Similarly, you may have an incoming "Email Sent" event from your email marketing tool that is not from a browser and has no cookie. This event has an email address--another major identifier. Woopra needs to eventually (when the person signs in with that email address on their browser with that cookie they had in the past) be able to consider the events performed by cookie 1, cookie 2, and email 1 all to belong to the same profile.
Woopra's Multi-ID System
Woopra's profile ID system adds a dimension to traditional database identifiers by allowing multiple different identifier fields. The ID fields exist in a hierarchy and are stored in their own database that associates or "maps" person profiles to the values of various identifiers in the ID hierarchy that have been given to a person.
(Aside) Mapping
In Computer Science, a Map or Mapping (or hash map) is a data structure that associates values. Again you can think of a map as a two-column table, with each row containing values considered to be related. Similarly to how a geographical map can help you get from point A to point B, Woopra's data structure map of identifiers can help you get from one identifier, say a person's email to another, like a browser cookie.
Identifiers in Woopra
When it comes down to it, an identifier is a user property with some special behavior. There are a number of different identifiers that make sense to use in the context of customer data. Woopra has a few of these pre-defined in all Woopra instances. Here they are in increasing position in the ID hierarchy:
- Browser cookie --The Lowest order id.
- Any Custom Identifiers ...
- Email Address
- ID (cv_id, external database id)
While the above values are built-in to the Woopra system, Woopra is not limited to a predetermined set of Identifiers. In fact, enterprise users can define custom unique identifiers as well. For instance, this allows you to use identifiers from external contact management systems.

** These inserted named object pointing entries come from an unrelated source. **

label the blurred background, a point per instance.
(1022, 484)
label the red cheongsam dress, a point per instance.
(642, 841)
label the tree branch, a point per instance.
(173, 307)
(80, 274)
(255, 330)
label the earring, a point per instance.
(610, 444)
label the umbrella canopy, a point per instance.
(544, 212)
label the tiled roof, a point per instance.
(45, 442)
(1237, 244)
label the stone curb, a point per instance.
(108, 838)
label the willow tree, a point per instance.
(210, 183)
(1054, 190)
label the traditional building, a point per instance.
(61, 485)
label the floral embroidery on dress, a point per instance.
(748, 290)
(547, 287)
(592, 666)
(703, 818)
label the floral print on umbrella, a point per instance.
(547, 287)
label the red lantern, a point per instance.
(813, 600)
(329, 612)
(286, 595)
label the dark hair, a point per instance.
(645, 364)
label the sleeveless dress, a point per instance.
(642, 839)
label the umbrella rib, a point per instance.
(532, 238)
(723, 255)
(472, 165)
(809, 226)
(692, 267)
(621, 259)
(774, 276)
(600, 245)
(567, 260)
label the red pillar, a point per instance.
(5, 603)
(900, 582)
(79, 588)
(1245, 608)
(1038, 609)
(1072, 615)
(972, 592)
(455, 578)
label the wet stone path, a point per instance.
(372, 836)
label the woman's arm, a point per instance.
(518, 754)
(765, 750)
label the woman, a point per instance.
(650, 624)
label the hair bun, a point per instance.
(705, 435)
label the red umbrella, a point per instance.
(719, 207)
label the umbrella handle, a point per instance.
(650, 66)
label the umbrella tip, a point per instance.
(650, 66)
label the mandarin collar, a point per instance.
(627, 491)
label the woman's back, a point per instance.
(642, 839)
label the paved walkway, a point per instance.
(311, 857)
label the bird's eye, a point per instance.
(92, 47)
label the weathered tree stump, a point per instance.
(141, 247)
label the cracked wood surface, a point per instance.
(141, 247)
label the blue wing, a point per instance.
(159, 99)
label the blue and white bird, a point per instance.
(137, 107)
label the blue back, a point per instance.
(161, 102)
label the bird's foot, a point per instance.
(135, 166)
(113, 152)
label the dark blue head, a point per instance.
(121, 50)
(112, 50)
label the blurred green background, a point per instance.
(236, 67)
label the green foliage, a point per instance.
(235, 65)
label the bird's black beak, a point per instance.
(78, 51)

Also, some integrations, for example, those that send phone events to your Woopra (Sonar, Bellgram, Ringostat, Routee) will create custom identifiers for you, like a phone number. This way, when a track request comes in saying that a person with phone number 239-4567 sent a text to your support team, the Woopra system can determine to which profile this event belongs.
The Hierarchy
As mentioned above, Woopra maintains a hierarchy of multiple identifiers and has an entire sub-system dedicated to maintaining the mappings between them. The hierarchy itself determines which identifier takes precedence in determining which profile is referenced.
Assigning Events
The first and most obvious thing that the ID system needs to do is to determine the profile on which a newly tracked event should go. A tracking event must come in with at least one user identifier, or else it will be dropped on the grounds that Woopra cannot know who did the event. This identifier is submitted to the ID system and the ID system returns the profile to which that event logically belongs.
If there are multiple identifiers on a track request, two things happen. First, Woopra selects the highest-order identifier from the ID hierarchy and submits it to the ID system to find the appropriate profile as normal. Second, Woopra tells the ID system that these two identifiers should point to the same profile, and a cascade of updates in the system are possible.
First, the two IDs are mapped to the ID system. So, for instance, the system notes that cookie abcd123
and email [email protected]
belong to the same user and should point to the same profile. From now on, a tracked event with either one of these IDs--whether or not the other ID is present--will go to this profile.
Then, if this mapping is new, the system looks to see if each ID previously pointed to its own separate profile. If so, a profile merge occurs. This can be a very complex process and it is not really reversible.